The cause for concern is a so-called NYPD Inspector General, who would not only investigate wrongdoing, but also monitor policy at the police department.
Under pressure from Council colleagues and some of her Democratic rivals in the mayor’s race, Council Speaker Christine Quinn last week agreed to legislation creating an inspector general. But the man she says she’d like to keep on as police commissioner clearly isn't on board.
"I think putting in another layer of so-called supervision, or monitoring, can ultimately make this city less safe," Kelly said.
The mayor and police commissioner gathered Tuesday for a ribbon-cutting on the newly modernized Central Park Precinct station house -- the oldest police department building in the city, which dates to 1871. And the mayor noted that like elsewhere in the city, crime is down in Central Park, where there hasn't been a murder since 2002.
In remarks to the audience, Bloomberg - without mentioning any names - suggested the current crop of mayoral candidates might roll back that progress.
"What we don’t know is what they will actually do to reduce crime.
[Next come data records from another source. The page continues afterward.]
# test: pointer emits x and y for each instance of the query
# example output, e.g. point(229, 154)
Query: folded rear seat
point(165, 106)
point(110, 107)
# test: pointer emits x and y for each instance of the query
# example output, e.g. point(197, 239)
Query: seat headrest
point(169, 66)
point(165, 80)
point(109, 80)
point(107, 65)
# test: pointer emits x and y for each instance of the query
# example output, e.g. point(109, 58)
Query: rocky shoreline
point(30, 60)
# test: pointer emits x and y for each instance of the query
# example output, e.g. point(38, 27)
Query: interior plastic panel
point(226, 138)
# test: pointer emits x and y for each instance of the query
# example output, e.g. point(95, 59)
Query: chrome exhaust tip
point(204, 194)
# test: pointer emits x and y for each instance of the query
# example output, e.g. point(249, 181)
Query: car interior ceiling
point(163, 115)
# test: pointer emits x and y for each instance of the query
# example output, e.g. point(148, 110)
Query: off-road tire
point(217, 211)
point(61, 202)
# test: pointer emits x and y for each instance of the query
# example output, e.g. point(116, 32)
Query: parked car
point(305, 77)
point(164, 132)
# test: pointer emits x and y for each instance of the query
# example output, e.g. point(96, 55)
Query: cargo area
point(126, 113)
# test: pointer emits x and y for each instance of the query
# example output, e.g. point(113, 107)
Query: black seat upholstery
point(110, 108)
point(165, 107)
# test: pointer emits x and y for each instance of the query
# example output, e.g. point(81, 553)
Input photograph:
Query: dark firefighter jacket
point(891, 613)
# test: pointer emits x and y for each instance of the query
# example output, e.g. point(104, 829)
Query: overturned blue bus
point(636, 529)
We don’t even know if it’s a goal. And I believe the people of this city have a right to know that their mayor will keep fighting to reduce crime. The question is whether the people running for mayor believe that."
As for Kelly, once thought to be a possible mayoral contender himself, he batted down questions about his future under a new regime.
"I haven’t made any plans for the future. I have no plans as to what I’ll be doing at the end of the mayor’s term," Kelly said.
The City Council, meanwhile, is expected to pass the Inspector General bill next month then override the mayor's veto.